Faculty of Chemistry, Biotechnology and Food Sciences, Norwegian University of Life Sciences, Ås, Norway; Cambi Group AS, Asker, Norway.
Department of Ecology and Natural Resource Management, Norwegian University of Life Sciences, Ås, Norway; NIBIO, Norwegian Institute of Bioeconomy Research, Ås, Norway.
Water Res. 2019 Jul 1;158:350-358. doi: 10.1016/j.watres.2019.04.037. Epub 2019 Apr 23.

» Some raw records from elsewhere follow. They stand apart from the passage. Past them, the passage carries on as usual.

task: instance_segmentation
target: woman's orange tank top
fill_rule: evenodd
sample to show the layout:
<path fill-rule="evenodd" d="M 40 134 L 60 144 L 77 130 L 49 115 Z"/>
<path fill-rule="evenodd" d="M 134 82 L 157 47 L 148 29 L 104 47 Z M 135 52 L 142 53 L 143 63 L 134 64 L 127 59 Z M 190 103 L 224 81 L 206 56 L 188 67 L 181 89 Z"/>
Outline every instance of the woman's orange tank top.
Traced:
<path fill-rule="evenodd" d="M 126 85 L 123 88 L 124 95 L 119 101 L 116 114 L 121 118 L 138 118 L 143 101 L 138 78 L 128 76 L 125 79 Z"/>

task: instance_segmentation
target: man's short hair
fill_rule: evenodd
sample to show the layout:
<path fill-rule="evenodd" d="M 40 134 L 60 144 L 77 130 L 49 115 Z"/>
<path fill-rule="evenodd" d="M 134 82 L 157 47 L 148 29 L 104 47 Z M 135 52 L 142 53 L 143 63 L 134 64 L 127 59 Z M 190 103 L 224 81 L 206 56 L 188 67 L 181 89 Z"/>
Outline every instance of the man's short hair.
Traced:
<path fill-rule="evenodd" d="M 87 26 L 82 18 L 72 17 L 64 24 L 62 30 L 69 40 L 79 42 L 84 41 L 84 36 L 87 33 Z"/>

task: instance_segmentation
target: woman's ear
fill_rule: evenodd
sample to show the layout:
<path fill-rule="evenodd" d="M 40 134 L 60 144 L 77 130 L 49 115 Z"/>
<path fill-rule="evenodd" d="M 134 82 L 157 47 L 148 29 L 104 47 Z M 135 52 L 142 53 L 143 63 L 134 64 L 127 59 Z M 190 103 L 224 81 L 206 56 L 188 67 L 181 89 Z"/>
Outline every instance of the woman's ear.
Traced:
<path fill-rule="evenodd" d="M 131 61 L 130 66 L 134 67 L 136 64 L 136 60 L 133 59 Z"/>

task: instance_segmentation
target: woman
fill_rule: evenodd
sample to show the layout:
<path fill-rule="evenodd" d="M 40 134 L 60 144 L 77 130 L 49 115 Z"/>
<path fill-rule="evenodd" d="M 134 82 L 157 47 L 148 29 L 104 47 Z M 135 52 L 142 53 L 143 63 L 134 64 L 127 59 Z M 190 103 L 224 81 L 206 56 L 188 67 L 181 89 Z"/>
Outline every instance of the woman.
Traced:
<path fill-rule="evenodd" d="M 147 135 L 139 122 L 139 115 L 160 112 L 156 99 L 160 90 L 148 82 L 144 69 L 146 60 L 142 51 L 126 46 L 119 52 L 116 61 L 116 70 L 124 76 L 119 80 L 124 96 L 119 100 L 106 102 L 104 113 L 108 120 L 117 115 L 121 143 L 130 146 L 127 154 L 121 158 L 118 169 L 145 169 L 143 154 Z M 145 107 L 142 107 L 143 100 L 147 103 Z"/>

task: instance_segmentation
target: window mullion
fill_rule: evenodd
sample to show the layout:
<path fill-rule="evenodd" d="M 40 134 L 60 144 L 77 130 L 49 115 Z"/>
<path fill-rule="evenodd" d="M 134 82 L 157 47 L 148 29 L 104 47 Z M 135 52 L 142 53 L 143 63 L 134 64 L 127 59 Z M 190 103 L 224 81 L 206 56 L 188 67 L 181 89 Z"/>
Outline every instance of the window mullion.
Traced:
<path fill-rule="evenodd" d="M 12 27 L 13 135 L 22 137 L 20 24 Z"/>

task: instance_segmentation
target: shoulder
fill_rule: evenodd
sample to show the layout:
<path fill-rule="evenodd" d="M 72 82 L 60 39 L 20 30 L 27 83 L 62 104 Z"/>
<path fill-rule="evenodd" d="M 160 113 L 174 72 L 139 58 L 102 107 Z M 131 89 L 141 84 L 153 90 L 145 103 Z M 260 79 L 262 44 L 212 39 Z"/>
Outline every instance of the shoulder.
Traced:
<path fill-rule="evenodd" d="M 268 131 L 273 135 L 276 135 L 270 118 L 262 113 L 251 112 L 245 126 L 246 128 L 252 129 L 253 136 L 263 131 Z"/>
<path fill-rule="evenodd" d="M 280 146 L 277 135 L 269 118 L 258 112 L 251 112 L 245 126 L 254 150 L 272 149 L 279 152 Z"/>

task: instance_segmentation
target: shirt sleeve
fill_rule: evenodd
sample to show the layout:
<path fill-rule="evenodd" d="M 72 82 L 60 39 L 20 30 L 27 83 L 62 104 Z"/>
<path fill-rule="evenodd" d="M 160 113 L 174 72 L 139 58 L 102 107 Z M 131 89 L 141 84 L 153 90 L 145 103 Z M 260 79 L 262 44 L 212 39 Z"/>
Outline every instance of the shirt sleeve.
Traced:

Efficient digestate dewatering is crucial to reduce the volume and transportation cost of solid residues from anaerobic digestion (AD) plants. Large variations in dewatered cake solids have been reported and predictive models are therefore important in design and operation of such plants. However, current predictive models lack validation across several digestion substrates, pre-treatments and full-scale plants. In this study, we showed that thermogravimetric analysis is a reliable prediction model for dewatered cake solids using digestates from 15 commercial full-scale plants. The tested digestates originated from different substrates, with and without the pre-AD thermal hydrolysis process (THP). Moreover, a novel combined physicochemical parameter (C/N•ash) characterizing different digestate blends was identified by multiplying the C/N ratio with ash content of the dried solids. Using samples from 22 full-scale wastewater, food waste and co-waste plants, a linear relationship was found between C/N•ash and predicted cake solids for digestates with and without pre-AD THP. Pre-AD THP improved predicted cake solids by increasing the amount of free water. However, solids characteristics like C/N ratio and ash content had a more profound influence on the predicted cake solids than pre-AD THP and type of dewatering device. Finally, C/N•ash was shown to have a linear relationship to cake solids and reported polymer dose from eight full-scale pre-AD THP plants. In conclusion, we identified the novel parameter C/N•ash which can be used to predict dewatered cake solids regardless of dewatering device and sludge origin.
高效的消化液脱水对于减少厌氧消化(AD)厂固体残留物的体积和运输成本至关重要。据报道,脱水饼固体的变化很大,因此预测模型对于这些工厂的设计和运行非常重要。然而,目前的预测模型缺乏在多种消化底物、预处理和全规模工厂中的验证。在这项研究中,我们表明,热重分析是一种使用来自 15 个商业全规模工厂的消化液来预测脱水饼固体的可靠预测模型。测试的消化液来自不同的底物,有和没有预 AD 热解处理(THP)。此外,通过将 C/N 比与干燥固体的灰分相乘,确定了一种新的表征不同消化液混合物的组合物理化学参数(C/N•ash)。使用来自 22 个全规模废水、食品废物和共废物工厂的样本,发现对于有和没有预 AD THP 的消化液,C/N•ash 与预测的饼固体之间存在线性关系。预 AD THP 通过增加自由水的量来提高预测的饼固体。然而,固体特性,如 C/N 比和灰分含量,对预测的饼固体的影响比预 AD THP 和脱水设备的类型更为深远。最后,C/N•ash 与饼固体呈线性关系,并显示了来自八个全规模预 AD THP 工厂的报告聚合物剂量。总之,我们确定了新的参数 C/N•ash,它可以用于预测无论脱水设备和污泥来源如何的脱水饼固体。